L'un des seuls groupes ayant pu maintenir une activité viable est le centre OMM, qui a notamment à son actif la réalisation d'un système d'optique adaptative pour l'Observatoire du mont Mégantic et plusieurs instruments d'observation dans l'infrarouge dont la célèbre caméra Monica, réputée pour être la meilleure caméra infrarouge au monde.

Projet de relance
Claude Carignan a donc pris l'initiative de sonner l'alarme et de proposer, avec ses collègues, la création d'un laboratoire d'astronomie expérimentale qui regrouperait les universités, les industries du secteur et l'Agence spatiale canadienne. Le 7 mai dernier, une rencontre des représentants de ces trois milieux et des organismes subventionnaires a eu lieu à l'Université de Montréal afin d'évaluer la faisabilité du projet.
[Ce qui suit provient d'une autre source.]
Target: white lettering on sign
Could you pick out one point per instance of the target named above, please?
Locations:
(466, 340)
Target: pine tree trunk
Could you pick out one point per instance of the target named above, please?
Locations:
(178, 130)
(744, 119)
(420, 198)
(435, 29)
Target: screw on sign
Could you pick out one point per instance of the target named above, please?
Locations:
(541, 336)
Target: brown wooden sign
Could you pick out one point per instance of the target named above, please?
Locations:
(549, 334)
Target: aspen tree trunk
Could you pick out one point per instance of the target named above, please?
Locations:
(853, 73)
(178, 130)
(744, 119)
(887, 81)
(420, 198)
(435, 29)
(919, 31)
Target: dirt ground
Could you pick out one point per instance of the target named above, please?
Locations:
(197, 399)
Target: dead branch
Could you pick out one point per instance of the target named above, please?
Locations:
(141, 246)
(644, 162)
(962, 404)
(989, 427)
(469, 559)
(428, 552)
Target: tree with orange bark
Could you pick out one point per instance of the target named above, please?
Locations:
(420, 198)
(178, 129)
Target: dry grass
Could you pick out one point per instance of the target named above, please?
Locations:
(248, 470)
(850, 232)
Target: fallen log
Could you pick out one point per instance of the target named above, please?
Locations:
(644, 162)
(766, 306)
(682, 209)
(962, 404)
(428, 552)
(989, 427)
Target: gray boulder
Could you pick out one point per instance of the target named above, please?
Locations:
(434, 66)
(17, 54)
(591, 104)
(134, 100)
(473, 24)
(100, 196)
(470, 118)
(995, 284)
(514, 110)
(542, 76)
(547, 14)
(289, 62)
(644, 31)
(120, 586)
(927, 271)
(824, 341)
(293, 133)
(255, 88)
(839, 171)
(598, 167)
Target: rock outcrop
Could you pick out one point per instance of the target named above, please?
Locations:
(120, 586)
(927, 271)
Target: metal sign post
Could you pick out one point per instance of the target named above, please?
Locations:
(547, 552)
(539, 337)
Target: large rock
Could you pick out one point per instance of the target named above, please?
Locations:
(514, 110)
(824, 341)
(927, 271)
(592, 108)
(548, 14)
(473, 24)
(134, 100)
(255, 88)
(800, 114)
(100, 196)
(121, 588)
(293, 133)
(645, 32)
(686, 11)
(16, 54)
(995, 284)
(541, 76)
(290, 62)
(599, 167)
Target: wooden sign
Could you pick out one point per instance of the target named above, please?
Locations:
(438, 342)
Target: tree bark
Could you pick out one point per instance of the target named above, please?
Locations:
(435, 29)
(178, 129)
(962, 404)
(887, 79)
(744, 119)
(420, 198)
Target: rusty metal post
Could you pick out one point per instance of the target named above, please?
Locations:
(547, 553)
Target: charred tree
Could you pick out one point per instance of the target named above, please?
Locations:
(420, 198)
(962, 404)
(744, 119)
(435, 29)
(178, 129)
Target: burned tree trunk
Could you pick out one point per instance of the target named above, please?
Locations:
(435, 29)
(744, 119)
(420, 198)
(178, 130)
"Le projet a suscité l'enthousiasme de tous les partenaires, affirme le professeur. Le milieu industriel est désireux d'y participer et les organismes subventionnaires nous ont indiqué les programmes compatibles avec nos objectifs. D'ici un an, nous devrions être en mesure d'aller chercher un budget de 1,3 million de dollars dont le laboratoire aurait besoin pour son fonctionnement."
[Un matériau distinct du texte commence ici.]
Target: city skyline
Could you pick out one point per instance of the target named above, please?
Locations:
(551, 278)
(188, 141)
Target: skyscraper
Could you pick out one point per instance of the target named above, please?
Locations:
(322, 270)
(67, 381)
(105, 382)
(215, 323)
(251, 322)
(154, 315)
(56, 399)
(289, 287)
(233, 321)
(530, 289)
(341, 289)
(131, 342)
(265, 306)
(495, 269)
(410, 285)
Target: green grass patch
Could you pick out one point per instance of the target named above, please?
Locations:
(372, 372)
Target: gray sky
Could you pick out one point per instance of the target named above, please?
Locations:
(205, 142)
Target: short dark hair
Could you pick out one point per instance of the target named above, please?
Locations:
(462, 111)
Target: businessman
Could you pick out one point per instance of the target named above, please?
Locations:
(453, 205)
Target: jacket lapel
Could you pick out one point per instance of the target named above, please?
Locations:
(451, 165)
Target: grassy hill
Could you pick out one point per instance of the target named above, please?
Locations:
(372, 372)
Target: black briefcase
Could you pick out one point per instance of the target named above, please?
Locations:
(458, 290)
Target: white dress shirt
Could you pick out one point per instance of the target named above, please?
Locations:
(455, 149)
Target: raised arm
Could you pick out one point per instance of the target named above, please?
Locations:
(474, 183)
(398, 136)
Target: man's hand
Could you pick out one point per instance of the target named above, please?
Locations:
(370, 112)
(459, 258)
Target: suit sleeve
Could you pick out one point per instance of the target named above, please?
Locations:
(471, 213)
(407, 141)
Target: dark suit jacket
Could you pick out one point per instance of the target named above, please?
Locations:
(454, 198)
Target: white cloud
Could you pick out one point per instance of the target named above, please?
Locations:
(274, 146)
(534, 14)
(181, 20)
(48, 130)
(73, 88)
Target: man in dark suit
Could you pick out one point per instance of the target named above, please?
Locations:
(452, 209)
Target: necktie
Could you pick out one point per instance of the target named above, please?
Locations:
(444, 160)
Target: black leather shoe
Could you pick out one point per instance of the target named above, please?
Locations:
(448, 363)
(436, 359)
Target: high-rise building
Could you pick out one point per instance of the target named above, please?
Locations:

Ce laboratoire serait créé au sein du centre OMM, qui regroupe des chercheurs des départements de physique de l'UdeM et de Laval. Ses objectifs viseraient la conception et la réalisation d'instruments scientifiques non disponibles commercialement et destinés aux télescopes tant spatiaux que terrestres. Le créneau serait plus particulièrement celui de l'équipement infrarouge pour lequel les membres de l'OMM ont une expertise et qui constituera 75% de l'instrumentation des futurs télescopes.
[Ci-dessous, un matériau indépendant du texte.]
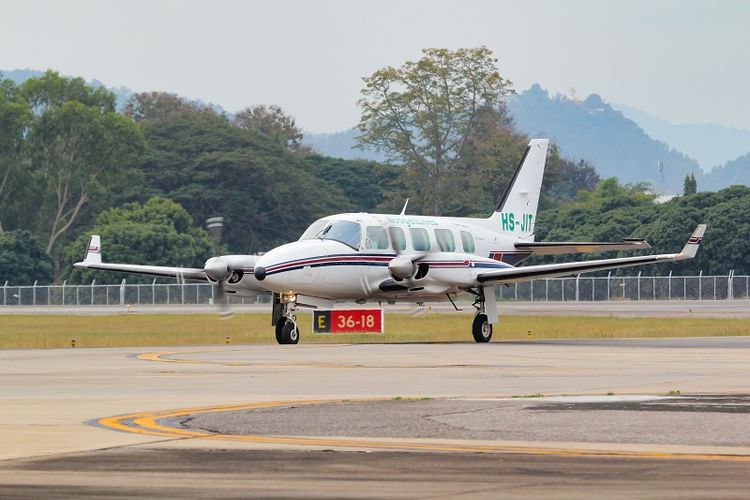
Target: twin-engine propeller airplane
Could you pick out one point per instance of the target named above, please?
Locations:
(402, 258)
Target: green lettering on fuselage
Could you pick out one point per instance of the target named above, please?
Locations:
(511, 223)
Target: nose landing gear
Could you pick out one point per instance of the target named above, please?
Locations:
(285, 322)
(481, 328)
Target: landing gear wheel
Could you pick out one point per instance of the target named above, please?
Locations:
(481, 328)
(279, 326)
(289, 333)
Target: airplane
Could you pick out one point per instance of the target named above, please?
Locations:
(380, 258)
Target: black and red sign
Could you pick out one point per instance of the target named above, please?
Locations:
(348, 321)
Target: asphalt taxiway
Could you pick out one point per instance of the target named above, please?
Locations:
(559, 418)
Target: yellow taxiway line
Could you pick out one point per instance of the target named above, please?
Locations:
(155, 423)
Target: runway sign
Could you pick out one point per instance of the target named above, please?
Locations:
(348, 321)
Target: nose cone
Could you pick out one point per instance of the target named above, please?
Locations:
(260, 273)
(216, 268)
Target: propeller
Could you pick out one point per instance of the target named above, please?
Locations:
(218, 269)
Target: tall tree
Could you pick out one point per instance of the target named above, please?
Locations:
(422, 113)
(80, 147)
(272, 122)
(15, 116)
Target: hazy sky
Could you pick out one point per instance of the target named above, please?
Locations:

Le laboratoire aurait aussi une vocation de formation pour le personnel spécialisé. "Si les universités ne peuvent plus former le personnel dont les laboratoires astronomiques on besoin, le Canada sera contraint de recruter ce personnel à l'étranger", craint Claude Carignan.

Le directeur estime également qu'un tel laboratoire serait de nature à attirer au Département de physique une clientèle étudiante intéressée par la physique appliquée.